1. An app call to APP's withdraw method signed by WV with args (proof, public inputs, recipient, no_change, extra_txn_fee)
2. An (optional) app call to APP's noop method signed by the TSS to cover the transaction fees

If the proof is invalid the DV will reject and the transaction fail

APP verifies that

1. Nullifier has not been previously spent
2. Root is a valid root
3. Fee is at least max(10^5, 0.1% * Withdraw) (10^5 microalgo == 0.1 algo)

If all is verified, APP

• adds Nullifier to the list of used nullifiers
• sends Withdrawal tokens to the Recipient minus optional extra network fees as described below
• sends Fee tokens to TSS plus optional extra network fees
• inserts Change in the merkle tree

TSS (if invoked) verifies that

1. the previous transaction in the group is a call to APP's withdraw method as per above
2. the current transaction is an app call to APP's noop method
3. the transaction fee is not higher than what is required to pay all fees

If the user wants the TSS to pay for more than minimum fees to the Algorand network (e.g., for congestion), it can specify that to the Contract and the extra fee will be subtracted to the Withdrawal amount.
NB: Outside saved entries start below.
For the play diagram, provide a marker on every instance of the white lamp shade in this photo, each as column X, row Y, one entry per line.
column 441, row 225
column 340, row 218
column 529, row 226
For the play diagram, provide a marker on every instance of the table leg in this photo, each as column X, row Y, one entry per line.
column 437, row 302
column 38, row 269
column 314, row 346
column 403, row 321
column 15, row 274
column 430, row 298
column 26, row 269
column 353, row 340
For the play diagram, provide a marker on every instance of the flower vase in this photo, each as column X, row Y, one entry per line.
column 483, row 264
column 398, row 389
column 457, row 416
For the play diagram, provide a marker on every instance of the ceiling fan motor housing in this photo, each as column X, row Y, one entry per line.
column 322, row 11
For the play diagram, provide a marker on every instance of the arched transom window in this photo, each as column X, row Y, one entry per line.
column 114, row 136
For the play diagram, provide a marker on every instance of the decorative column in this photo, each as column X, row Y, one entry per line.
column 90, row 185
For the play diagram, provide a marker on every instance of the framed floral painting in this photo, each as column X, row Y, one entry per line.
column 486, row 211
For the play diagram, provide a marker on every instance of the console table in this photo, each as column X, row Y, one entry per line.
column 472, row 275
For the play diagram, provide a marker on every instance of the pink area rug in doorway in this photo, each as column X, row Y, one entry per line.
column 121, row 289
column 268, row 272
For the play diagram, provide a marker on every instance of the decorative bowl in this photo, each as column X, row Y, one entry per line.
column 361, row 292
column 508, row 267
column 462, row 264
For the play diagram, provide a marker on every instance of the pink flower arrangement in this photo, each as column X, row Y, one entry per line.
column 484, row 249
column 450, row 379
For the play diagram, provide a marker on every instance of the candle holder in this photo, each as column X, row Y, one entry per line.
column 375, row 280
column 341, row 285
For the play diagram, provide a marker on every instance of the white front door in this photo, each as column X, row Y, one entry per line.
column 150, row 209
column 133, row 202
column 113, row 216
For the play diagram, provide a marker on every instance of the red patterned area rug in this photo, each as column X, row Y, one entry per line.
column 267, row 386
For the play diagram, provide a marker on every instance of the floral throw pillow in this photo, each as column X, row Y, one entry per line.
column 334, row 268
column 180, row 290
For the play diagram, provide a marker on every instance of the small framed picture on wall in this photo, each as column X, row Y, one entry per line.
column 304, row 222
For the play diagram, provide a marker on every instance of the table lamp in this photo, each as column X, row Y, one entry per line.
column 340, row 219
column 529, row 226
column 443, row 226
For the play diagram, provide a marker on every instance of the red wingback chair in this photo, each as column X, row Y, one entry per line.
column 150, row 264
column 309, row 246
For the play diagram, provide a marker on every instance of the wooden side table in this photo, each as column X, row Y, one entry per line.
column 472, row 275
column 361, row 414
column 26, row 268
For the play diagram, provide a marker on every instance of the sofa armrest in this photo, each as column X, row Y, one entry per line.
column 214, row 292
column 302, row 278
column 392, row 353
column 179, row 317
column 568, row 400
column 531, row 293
After a successful withdrawal, the user is now able to withdraw Change in the future using the new Commitment

If the tree is full, the user can withdraw but no new change can be inserted. So if the user withdraws less than the total amount, the change is locked forever in the contract. To make sure the user is aware that the tree is full, the parameter no-change has to be set to true.

Other implementation details

Merkle Tree

The commitments to the deposits (user deposits or "change" deposits) are stored in a merkle tree on-chain. For storage efficiency, we can store on-chain only the path from the last inserted leaf to the root; this is sufficient to compute the new root on new insertions.
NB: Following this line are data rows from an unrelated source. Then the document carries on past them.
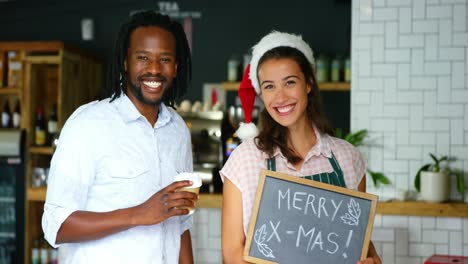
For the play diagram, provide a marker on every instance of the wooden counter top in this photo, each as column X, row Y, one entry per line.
column 409, row 208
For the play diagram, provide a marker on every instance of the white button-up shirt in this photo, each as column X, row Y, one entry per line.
column 110, row 157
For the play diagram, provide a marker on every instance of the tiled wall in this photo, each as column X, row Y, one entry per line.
column 206, row 236
column 410, row 89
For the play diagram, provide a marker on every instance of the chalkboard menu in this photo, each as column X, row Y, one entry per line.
column 296, row 220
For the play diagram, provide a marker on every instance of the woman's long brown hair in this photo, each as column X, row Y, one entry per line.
column 273, row 135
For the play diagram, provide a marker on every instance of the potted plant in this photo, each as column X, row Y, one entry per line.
column 433, row 181
column 356, row 139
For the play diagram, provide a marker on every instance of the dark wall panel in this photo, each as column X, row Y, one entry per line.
column 225, row 27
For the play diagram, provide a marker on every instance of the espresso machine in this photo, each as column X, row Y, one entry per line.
column 205, row 130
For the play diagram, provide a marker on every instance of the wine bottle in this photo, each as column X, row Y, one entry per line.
column 35, row 256
column 6, row 115
column 17, row 115
column 52, row 126
column 40, row 128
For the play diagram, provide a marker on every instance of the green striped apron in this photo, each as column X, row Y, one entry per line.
column 334, row 178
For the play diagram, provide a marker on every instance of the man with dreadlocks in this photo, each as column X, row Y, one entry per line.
column 111, row 196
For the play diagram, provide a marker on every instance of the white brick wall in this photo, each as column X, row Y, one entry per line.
column 410, row 89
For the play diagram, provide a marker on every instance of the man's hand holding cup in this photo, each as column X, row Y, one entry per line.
column 194, row 188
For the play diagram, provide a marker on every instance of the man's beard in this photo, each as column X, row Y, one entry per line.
column 136, row 91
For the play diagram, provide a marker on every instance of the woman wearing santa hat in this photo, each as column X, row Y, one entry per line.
column 294, row 137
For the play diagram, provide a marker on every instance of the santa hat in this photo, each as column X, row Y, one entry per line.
column 249, row 85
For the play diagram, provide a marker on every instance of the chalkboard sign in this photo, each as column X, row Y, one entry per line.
column 296, row 220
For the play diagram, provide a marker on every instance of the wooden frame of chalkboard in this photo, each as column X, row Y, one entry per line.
column 271, row 231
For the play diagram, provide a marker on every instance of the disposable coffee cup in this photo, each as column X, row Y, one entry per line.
column 195, row 187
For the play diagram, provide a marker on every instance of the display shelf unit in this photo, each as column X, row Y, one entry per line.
column 9, row 91
column 324, row 86
column 51, row 73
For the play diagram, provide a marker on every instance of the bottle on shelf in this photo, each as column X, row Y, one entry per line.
column 16, row 119
column 52, row 126
column 40, row 128
column 44, row 252
column 336, row 69
column 322, row 68
column 35, row 252
column 6, row 115
column 347, row 69
column 2, row 68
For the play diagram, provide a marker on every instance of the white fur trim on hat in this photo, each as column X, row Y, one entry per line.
column 246, row 131
column 273, row 40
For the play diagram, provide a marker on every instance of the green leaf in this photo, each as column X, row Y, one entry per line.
column 434, row 158
column 378, row 178
column 417, row 179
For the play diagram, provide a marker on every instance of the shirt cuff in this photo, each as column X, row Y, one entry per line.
column 186, row 222
column 52, row 220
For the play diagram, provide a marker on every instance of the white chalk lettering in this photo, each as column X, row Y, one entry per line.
column 317, row 241
column 337, row 207
column 310, row 202
column 302, row 232
column 281, row 196
column 274, row 231
column 333, row 242
column 322, row 206
column 296, row 198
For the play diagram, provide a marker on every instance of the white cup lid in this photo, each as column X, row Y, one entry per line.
column 189, row 176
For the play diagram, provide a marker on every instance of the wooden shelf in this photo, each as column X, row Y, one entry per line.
column 324, row 86
column 36, row 194
column 9, row 90
column 41, row 150
column 335, row 86
column 210, row 201
column 383, row 208
column 416, row 208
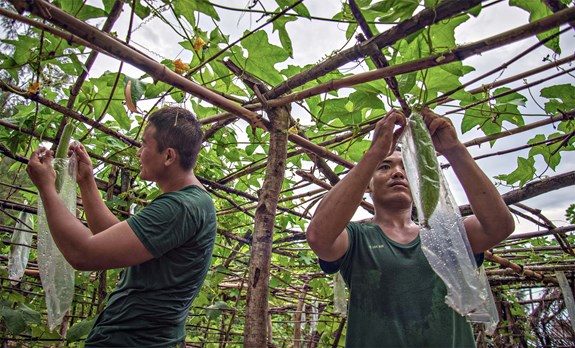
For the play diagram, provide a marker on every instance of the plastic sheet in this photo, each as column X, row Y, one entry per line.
column 444, row 242
column 567, row 296
column 486, row 314
column 20, row 247
column 339, row 299
column 56, row 274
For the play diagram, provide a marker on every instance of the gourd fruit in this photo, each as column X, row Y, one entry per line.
column 60, row 165
column 428, row 166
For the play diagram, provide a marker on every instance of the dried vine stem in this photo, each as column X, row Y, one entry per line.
column 497, row 69
column 518, row 269
column 511, row 91
column 530, row 190
column 557, row 118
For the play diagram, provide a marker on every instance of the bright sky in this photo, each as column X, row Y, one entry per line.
column 314, row 39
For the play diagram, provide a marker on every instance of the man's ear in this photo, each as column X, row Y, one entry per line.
column 370, row 186
column 171, row 156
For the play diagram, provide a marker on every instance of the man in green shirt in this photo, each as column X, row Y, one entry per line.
column 396, row 300
column 166, row 248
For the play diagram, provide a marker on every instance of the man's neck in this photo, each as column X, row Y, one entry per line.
column 397, row 224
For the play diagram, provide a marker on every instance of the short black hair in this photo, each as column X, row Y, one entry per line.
column 179, row 129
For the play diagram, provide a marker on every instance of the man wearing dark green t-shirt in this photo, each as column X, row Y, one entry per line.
column 166, row 248
column 396, row 299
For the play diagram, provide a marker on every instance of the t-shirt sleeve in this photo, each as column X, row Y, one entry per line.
column 331, row 267
column 479, row 258
column 162, row 225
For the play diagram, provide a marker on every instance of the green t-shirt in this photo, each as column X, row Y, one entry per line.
column 396, row 299
column 150, row 304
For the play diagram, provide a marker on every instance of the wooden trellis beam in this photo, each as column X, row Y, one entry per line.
column 128, row 54
column 377, row 57
column 67, row 112
column 458, row 54
column 444, row 10
column 519, row 269
column 159, row 72
column 532, row 189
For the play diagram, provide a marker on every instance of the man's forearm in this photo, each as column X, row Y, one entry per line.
column 339, row 205
column 98, row 215
column 486, row 202
column 67, row 231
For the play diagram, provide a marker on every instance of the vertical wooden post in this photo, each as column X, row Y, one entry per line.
column 256, row 331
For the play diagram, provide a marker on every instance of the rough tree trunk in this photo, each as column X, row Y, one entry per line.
column 259, row 267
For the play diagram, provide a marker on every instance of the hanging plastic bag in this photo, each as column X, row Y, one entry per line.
column 20, row 247
column 567, row 296
column 339, row 299
column 443, row 239
column 485, row 314
column 56, row 274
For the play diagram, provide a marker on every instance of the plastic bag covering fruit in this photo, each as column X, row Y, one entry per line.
column 443, row 239
column 486, row 313
column 56, row 274
column 567, row 296
column 20, row 246
column 339, row 298
column 427, row 166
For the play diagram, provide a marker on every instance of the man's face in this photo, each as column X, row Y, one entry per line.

With a 24 level tree which can support 2^24 leaves, that is over 16 million deposits/changes, and a 32 byte tree node representation, the storage requirement will be 24 * 32 = 768 bytes, excluding the root.

We maintain on-chain the last 100 roots for user convenience to support concurrent operations, so we need an additional 100 * 32 = 3200 bytes

Note that frontends will need to read from the blockchain all the inserted leaves to compute merkle proofs and build withdrawal transactions.

Nullifiers

Nullifiers are needed to prevent a deposit to be withdrawn from twice. With a 24 level merkle tree, eventually up to over 16 million nullifiers need to be stored on-chain (using boxes) and paid by the application; this is one reason why the application needs to charge a fee.

Roots

To avoid a situation where concurrent transactions submit a withdrawal zk-proof using the same recent tree root and only the first can succeed, the application maintains a list of the last 100 roots and checks withdrawal proofs against them.

Hash function

We need a zk-friendly hash function to hash the merkle tree nodes and the AVM provides MiMC for that.

Verifiers

The DVC and WVC are generated by AlgoPlonk from the circuits' definitions; AlgoPlonk uses gnark for circuit compilation and for proof generation and can be used by frontends for the latter.

AlgoPlonk offers a trusted setup for both curves BN254 and BLS12-381 but only the BN254 setup is large enough to support the withdrawal circuit so we use curve BN254.